More likely this is another connectivity problem related to buggy networking. (The symptoms in ADF/Synapse were no different than all my other blackouts and brownouts)
Summary
I want to address skepticism. I myself am a very stubborn and skeptical person, and usually not one to believe conspiracies theories, let alone spread them.You should be asking yourself why do these never show up on the azure outage pages (here)? Why do they only get sent to the service health for a particular tenant? Why don’t these problems have a higher level of visibility in the Synapse community?
There are many reasons. Primarily it is because it is up to the customers themselves to chase down CSS support and ask them to publish the service-health outages to our tenant dashboards whenever we have an obvious outage. That level of effort is enough to “weed out” the vast majority of customers who would otherwise be proactively notified of the problems in their environment. Even after going to the work of contacting them, Microsoft/CSS will take about a month to investigate the outage, and at the end they will say it is no longer possible to send the notification anymore to the customer’s service health portal because the impact window has passed and the communication window has been “closed”.

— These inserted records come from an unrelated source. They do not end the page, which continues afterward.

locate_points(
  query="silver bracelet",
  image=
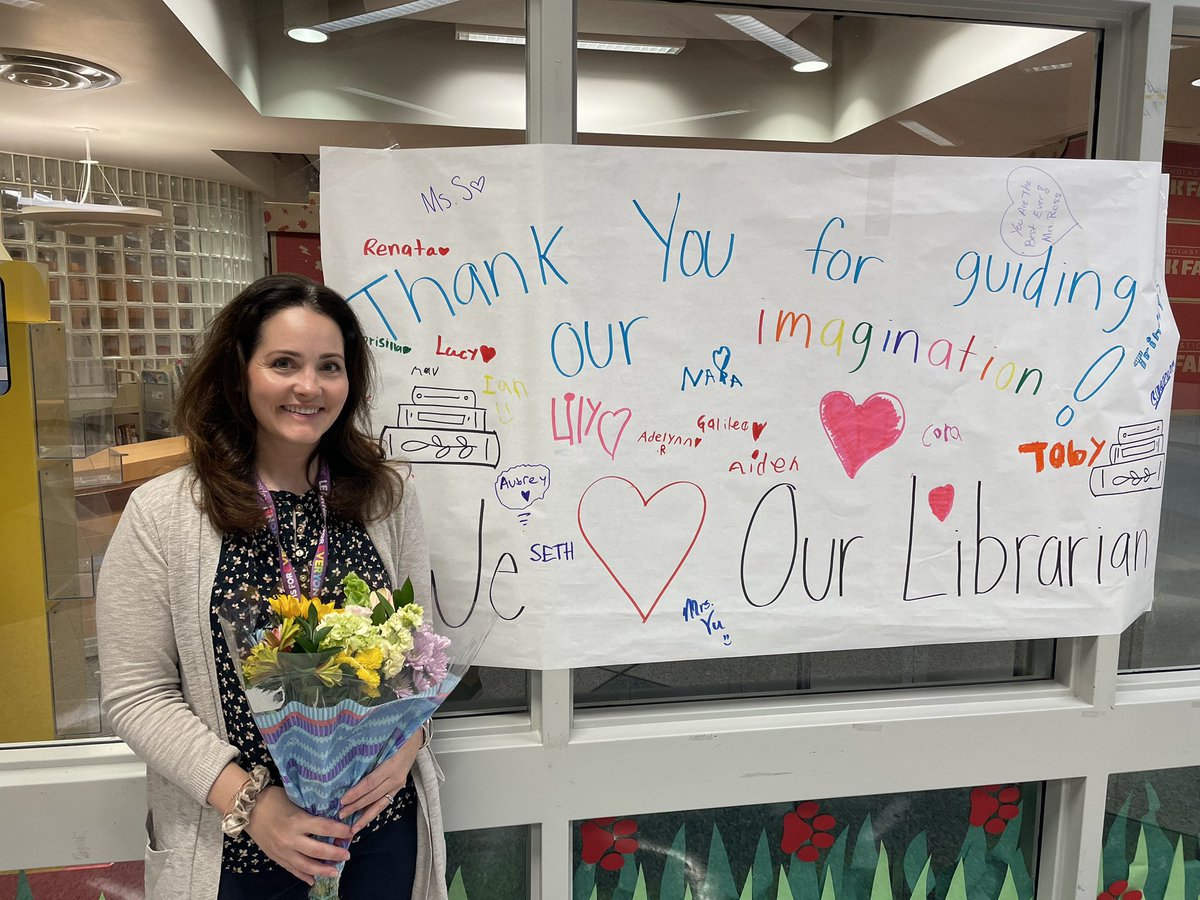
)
(234, 822)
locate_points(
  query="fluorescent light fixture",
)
(391, 12)
(307, 35)
(585, 42)
(778, 42)
(928, 133)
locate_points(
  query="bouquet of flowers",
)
(336, 691)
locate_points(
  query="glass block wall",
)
(142, 298)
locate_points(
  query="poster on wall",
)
(681, 403)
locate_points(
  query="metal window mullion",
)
(550, 72)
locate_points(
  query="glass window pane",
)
(1151, 823)
(815, 672)
(703, 72)
(489, 863)
(851, 847)
(1169, 635)
(396, 71)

Another reason these Synapse problems aren’t well-documented in the public is because they are related to SOFTWARE-based networking. It isn’t a widespread problem with PHYSICAL infrastructure. It is a problem with SDN (software-defined-networking) on a particular SaaS platform, data center, physical host, virtual machine, and virtualization container. There are more than one factor in play, whenever we encounter occurrences of these network bugs. While multiple customers will be impacted every time, it is typically just a small number of them (eg. possibly based on factors like the size of workloads that are running in the multi-tenant containers of a certain VM). I don’t think the problems happen if your workload is hosted in the “Canary Region” rather than “East US”, and you are the only person who is actively using Synapse on a given day in that region, because you will be on your own host/vm/container.
Yet another reason these problem aren’t well-documented in the public is because they can be “transient”. Microsoft likes to use the phrase “transient communication failures”. They use this phrase very freely, as a way to refer to both blackouts or brownouts – ones that last any amount of time (whether just 5 minutes or a whole hour).
Every time Microsoft uses the word “transient” they are giving themselves a “free pass” on these VNET bugs with private endpoints. In the vast majority of my Synapse networking troubles, I don’t get any sympathy or support from Microsoft because they sprinkle the word “transient” (like pixie dust) into every discussion.
… that may work for a while but even Microsoft must realize that it will lose credibility after a time, especially when they start putting it into all their blackout/outage notifications as well:
- “7V95-5SZ” : “transient errors” fixed by “retry logic”
- “3TX5-DDZ” : “self-healed” after “brief period of time”.
- “7VJK-3TG” : “intermittent network failures” where applications that “retried their requests” would succeed
I’m very exhausted by networking failures in ADF and Synapse. I think these problems are well-known by Microsoft, but they deliberately impede every support case by their lack of transparency and their equivocation.
There is no way to side-step the network bugs. Using the words “transient” and “retry” in every conversation about the buggy network won’t make the problems any less severe. Nor will it actually help to avoid any of these blackouts or brownouts. I have opened well over a dozen cases about the chronic socket exceptions across multiple Azure products (Power BI, ADF, and Synapse). Almost every single support case has been a nightmare. I’m starting to believe that Microsoft’s fundamental values do NOT seem to include honesty or transparency, nor providing good customer service. More to follow.